I have been building a tolerance for emotional pain like most of us going through the waves of life. I had an epiphany three weeks ago. I have dedicated my career to helping people. But instead of worrying about how I’m not currently helping (still on my job search), I thought…hum. Maybe this year has been a service year to myself!
What a powerful thought! If I can learn to enjoy my time now, truly see every day as a gift, I will be present on a whole new level. If I can find my way to life’s pleasures and allow myself to accept fully how happy I am in the moment I will be a master of life.
It is so easy for me to say, “Oh, I’ll do that when I get a job. I’ll work on that extra stuff when I’m settled”. These points are valid but I’m just pushing my life to be in some distant land. If we are always talking about doing things in the future they never come within reach. I have also been guilty of putting things off when I do have everything I need. When I was working I put off fun creative things that I wanted to do. “Oh I’ll get to that when I have more time”.
The best action step we can take is to make a list of all the items we want to do in the future and figure out how to do them now! I had this bizarre fear that I would have nothing to look forward to if I completed them. I’ll tell you as a new master of life…I say this in a humble tone and with a smile on my face…other wonderful ideas will come in your head. Just do everything and as each item is crossed off, show gratitude for all the fun in your life and say please bring me more in a peaceful and joyful manner!

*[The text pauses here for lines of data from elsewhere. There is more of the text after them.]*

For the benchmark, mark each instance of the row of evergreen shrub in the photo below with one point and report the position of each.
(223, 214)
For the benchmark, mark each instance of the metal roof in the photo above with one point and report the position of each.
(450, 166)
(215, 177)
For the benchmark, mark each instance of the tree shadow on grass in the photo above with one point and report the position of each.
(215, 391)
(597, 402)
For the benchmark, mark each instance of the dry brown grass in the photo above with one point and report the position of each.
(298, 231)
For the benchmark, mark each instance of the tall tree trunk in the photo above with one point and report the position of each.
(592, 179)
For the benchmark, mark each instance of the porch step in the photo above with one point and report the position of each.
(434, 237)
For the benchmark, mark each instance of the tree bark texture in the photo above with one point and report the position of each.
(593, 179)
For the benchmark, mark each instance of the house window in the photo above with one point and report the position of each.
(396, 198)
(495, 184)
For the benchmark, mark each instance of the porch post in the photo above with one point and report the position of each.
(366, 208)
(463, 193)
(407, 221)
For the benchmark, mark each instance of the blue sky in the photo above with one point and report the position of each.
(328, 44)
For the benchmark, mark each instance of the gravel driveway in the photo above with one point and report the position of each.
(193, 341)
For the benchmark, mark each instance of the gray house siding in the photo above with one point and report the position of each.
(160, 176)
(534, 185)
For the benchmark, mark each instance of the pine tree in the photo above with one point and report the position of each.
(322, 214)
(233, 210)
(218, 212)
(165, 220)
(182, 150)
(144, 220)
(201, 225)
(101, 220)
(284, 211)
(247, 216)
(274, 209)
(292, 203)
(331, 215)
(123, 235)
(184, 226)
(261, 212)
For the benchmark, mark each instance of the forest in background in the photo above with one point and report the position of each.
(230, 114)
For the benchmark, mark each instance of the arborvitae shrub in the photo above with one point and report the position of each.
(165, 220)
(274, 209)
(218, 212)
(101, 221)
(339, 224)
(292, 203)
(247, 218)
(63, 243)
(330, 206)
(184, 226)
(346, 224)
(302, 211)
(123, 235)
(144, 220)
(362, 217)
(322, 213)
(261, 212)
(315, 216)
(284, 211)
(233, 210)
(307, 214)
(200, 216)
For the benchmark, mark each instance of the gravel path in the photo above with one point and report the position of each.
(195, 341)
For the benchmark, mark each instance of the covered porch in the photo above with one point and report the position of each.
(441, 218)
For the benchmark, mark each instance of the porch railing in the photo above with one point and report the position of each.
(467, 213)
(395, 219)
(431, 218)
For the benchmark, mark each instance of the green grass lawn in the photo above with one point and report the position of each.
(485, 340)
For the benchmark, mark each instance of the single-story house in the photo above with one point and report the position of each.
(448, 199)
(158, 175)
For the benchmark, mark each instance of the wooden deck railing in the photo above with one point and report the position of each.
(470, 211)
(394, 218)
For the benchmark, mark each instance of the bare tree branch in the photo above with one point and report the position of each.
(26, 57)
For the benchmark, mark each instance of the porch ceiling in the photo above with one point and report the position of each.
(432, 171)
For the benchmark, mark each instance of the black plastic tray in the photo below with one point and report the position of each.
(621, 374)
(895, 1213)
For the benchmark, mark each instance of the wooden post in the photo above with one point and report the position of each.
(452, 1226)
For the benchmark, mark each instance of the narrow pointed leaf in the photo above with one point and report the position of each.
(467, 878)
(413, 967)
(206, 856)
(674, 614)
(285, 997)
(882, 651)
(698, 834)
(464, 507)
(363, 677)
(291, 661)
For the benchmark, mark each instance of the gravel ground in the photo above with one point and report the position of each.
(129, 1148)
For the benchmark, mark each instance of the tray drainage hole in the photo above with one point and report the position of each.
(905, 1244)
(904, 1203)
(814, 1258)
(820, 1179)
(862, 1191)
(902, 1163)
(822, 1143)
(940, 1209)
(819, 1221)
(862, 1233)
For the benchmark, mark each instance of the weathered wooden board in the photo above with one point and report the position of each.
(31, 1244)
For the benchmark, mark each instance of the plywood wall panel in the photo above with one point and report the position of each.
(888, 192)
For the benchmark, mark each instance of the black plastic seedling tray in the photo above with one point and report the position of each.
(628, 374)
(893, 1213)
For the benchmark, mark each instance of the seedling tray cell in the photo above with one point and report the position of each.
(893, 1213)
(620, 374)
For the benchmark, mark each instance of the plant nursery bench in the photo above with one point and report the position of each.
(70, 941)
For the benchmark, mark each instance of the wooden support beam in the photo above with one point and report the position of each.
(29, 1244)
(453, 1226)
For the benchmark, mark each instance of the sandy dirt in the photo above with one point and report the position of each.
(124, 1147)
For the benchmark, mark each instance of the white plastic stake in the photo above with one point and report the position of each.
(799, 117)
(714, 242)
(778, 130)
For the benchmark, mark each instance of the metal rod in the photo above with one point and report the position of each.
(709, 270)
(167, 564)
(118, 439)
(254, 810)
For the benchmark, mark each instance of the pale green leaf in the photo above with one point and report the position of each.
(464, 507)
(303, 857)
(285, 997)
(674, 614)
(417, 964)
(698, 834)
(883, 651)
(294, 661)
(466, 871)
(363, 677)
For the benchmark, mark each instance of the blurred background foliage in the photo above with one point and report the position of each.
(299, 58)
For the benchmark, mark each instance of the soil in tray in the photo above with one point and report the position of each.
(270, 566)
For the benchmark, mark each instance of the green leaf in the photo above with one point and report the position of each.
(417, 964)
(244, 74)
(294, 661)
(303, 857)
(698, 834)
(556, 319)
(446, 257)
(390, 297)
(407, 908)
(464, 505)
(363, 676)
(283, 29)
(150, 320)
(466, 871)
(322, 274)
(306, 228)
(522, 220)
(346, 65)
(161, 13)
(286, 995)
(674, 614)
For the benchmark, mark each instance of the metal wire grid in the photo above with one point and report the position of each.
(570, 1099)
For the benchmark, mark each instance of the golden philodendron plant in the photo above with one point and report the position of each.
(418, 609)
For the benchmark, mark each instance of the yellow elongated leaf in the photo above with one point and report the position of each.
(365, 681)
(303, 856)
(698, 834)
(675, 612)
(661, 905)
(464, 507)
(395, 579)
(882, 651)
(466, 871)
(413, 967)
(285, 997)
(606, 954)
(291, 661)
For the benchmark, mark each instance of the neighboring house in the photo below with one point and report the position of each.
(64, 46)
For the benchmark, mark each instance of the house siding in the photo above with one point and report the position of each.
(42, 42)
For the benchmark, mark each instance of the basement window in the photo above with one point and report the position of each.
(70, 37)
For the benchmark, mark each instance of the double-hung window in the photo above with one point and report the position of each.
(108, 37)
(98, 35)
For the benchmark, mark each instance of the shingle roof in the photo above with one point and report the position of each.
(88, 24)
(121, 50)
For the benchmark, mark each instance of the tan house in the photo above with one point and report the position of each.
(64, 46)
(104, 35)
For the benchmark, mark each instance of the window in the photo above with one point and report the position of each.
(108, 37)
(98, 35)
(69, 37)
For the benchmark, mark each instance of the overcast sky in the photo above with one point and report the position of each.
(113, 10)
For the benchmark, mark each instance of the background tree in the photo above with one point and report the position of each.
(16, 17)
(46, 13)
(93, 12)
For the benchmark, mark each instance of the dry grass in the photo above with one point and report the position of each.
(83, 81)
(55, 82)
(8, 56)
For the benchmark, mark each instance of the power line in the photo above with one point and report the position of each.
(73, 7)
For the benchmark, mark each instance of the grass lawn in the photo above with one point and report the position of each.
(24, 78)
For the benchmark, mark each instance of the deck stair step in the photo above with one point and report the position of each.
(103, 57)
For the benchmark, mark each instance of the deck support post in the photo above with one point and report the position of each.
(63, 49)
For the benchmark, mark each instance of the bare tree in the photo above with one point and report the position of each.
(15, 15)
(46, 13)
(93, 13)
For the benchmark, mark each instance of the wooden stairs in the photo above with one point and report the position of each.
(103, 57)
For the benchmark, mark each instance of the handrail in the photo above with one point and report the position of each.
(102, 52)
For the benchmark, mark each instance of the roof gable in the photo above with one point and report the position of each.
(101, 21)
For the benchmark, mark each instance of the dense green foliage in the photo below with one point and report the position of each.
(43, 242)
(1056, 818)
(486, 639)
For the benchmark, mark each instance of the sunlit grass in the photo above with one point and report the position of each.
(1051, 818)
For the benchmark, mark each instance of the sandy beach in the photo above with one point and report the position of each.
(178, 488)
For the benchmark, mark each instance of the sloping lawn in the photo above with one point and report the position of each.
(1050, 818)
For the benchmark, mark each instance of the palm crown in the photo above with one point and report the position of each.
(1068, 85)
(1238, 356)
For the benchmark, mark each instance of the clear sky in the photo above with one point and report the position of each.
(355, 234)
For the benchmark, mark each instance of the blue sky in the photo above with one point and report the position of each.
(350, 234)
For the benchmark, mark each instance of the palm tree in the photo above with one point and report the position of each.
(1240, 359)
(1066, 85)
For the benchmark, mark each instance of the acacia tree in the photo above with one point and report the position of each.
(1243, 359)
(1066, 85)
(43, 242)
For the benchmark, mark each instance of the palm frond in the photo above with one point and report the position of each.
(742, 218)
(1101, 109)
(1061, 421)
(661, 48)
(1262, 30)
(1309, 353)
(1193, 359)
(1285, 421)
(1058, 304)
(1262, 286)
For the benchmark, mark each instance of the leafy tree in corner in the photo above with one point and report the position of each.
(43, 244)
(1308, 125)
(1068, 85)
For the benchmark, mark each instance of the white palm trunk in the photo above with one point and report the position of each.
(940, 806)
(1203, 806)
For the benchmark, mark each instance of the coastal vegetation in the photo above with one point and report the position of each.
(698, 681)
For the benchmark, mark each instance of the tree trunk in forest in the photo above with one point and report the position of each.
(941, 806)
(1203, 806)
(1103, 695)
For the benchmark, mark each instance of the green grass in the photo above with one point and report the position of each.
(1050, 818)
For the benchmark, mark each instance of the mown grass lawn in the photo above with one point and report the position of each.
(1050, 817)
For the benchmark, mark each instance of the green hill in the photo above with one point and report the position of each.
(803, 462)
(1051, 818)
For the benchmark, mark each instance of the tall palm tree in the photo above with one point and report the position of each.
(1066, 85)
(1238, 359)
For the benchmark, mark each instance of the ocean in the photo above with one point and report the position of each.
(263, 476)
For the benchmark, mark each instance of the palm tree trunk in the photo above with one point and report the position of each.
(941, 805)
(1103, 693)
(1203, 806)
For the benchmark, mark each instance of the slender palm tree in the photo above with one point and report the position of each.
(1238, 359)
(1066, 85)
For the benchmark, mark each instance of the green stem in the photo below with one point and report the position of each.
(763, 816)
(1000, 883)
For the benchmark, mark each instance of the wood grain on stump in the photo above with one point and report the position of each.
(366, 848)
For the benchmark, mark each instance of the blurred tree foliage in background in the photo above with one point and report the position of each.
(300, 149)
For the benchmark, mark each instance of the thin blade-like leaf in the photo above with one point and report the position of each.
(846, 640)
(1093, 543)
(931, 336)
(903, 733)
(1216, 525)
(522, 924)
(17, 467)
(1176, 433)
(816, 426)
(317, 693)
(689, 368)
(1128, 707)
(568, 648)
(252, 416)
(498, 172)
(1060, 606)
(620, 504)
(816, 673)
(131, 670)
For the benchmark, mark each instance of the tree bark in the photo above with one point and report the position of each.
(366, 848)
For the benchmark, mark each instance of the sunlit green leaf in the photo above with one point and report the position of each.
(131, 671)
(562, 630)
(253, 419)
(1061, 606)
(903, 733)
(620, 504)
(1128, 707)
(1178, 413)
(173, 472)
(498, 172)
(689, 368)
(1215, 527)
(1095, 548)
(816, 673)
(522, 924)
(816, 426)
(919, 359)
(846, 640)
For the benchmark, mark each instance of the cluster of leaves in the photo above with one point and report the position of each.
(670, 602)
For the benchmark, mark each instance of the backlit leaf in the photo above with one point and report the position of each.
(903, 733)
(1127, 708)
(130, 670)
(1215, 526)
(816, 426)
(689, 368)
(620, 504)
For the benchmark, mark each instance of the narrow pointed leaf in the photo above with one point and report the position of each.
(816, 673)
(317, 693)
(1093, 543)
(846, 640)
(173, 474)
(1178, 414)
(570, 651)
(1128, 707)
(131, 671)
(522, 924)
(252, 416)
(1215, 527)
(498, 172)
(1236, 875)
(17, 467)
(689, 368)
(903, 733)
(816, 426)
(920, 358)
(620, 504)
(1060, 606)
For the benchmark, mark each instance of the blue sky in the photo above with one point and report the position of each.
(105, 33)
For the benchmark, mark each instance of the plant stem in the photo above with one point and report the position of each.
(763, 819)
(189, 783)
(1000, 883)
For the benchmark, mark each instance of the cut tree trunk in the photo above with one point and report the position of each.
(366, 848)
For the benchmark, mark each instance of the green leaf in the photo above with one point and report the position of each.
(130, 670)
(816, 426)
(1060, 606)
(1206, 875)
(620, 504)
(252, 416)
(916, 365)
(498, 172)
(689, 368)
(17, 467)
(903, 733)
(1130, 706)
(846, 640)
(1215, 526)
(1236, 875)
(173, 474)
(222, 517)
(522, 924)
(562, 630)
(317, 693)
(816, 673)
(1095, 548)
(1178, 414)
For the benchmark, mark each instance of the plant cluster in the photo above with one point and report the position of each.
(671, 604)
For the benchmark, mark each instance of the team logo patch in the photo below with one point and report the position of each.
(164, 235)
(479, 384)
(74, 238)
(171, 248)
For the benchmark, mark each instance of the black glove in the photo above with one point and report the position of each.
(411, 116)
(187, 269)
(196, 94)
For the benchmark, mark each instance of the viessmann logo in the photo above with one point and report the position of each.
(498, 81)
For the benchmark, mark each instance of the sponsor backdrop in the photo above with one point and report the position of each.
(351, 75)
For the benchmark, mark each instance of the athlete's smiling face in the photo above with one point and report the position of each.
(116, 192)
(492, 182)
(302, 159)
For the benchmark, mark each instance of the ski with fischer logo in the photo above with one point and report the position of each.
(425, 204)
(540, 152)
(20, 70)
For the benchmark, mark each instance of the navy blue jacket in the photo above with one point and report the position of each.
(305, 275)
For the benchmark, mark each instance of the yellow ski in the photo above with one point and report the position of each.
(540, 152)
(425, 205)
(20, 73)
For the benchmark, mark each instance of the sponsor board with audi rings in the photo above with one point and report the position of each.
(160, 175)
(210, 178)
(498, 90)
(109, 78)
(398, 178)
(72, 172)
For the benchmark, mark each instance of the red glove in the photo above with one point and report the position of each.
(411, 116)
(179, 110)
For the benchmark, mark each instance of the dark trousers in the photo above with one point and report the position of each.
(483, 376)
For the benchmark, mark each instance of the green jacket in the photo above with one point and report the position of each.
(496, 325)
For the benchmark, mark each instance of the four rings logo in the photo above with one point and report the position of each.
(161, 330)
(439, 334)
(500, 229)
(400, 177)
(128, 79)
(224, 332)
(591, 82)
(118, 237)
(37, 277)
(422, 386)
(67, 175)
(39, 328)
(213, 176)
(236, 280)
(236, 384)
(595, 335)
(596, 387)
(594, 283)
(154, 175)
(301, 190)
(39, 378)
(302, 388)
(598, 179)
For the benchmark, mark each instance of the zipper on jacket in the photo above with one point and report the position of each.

Since September hit, I have been feeling a new wave of hope. One of my creative groups is gearing back up. More companies are hiring now that August is over. And I am having patience with myself as I learn to tolerate blissful moments. I know this sounds strange, but when I feel happy to be alive I am overwhelmed. I want to start to cry because I’m so beside myself at how utterly hopeless I could feel in the not so distant past. I’m tearing up now…
I will say one last promise to you. Life always gets better. If you look at the functions of the world seasons change. Even our bodies go through periods of rest and periods of being awake. There is a natural order to everything. As Herme Hesse says in Siddartha, “Like the river, everything returns”. I believe this applies to emotions also. Good emotions flood back to us. It’s so hard to know this when we are down. There is a sort of blindness that occurs when bad times happen.
I for one, like the tide am still going back and forth between the currents of hopeless and hopeful outlooks, but I’m sure I cannot be the only one who is looking for land.
Until then, I will be building a tolerance for pleasure because I deserve it, and so do every single one of you.